As we meandered along, we noticed throngs of old ladies in head-scarves emerging from the station and making their way to the quay, no doubt to enjoy an early fish and chips lunch. Being incurably curious, I accosted a small woman passing by and asked her what was going on. She told me that on a Tuesday pensioners get to take the train for free. ‘From where?’ I asked. ‘ From where we live,’ she answered, ‘Mitchell’s Plein.’ And while she didn’t exactly lower her eyes, when she said ‘Mitchell’s Plein’ something subtle but significant passed between us – a hint of embarrassment on her part, as she confessed to the white girl in expensive sunglasses that she is nothing but a poor coloured woman from the sticks; the vaguest hint of defiance in her tone as she (rightly) assumed I know less than nothing about what she’s lived through in her 70 years on earth, and that she’s answering me out of politeness and that’s where it ends. For me, it was the ever-present longing to take an eraser and just rub out the details of our past like we used to do in Standard 3 when we made a mistake with our HB pencils; make it that it never happened the way it did so that I could just talk to a human being on the street without all that stuff hanging over our heads all the time.

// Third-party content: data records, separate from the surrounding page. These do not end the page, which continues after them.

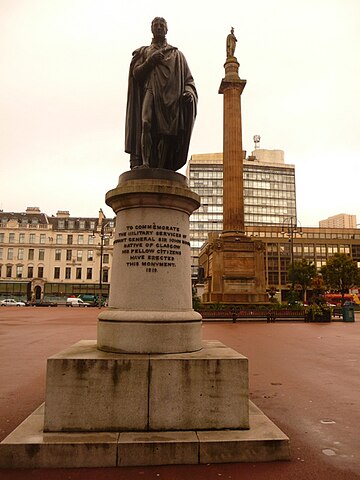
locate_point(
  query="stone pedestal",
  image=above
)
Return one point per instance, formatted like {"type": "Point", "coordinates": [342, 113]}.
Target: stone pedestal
{"type": "Point", "coordinates": [89, 390]}
{"type": "Point", "coordinates": [149, 391]}
{"type": "Point", "coordinates": [234, 270]}
{"type": "Point", "coordinates": [150, 295]}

Because, of course, when she was my age, she would have had to take a special ‘non-Europeans’ train carriage and when she got to Kalk Bay she wouldn’t have been allowed to go to a ‘white’ restaurant for a calamari roll and a coke and have a swim in the sea to cool off on a hot, Indian Summer’s afternoon. While I could – and still can – pretty much do whatever I wanted. And I know it and she knows it and all we can do is try to relate to one another as normally as we can now on a crowded, sun-strewn pavement two decades later and hope, eventually, we’ll be able to move on. Or that the new generation is so different none of it will even matter anymore. I don’t know what the deal is with the free tickets, but I think it’s a great initiative. These ladies were chatting and kuiering like it was nobody’s business. Tempting as it might be, we mustn’t allow ourselves to forget the newness of these freedoms. As we were leaving the Olympia Café, we stuck up a conversation with one of the locals who was polishing off the day’s special, about 70 chippolatas served with scrambled egg and mushrooms, and she told us they’re open till 9 o clock at night, are licensed and that the dinner time fare is just as yummy as what they serve in the morning. I believe her. We’ll go back soon to see for ourselves.

I forgot I was supposed to take a pic and started eating. The fried bread is served with pepperdew and aubergine dip. Very cheeky indeed.
I forgot I was supposed to take a pic and started eating. The fried bread is served with pepperdew and aubergine dip. Very cheeky indeed.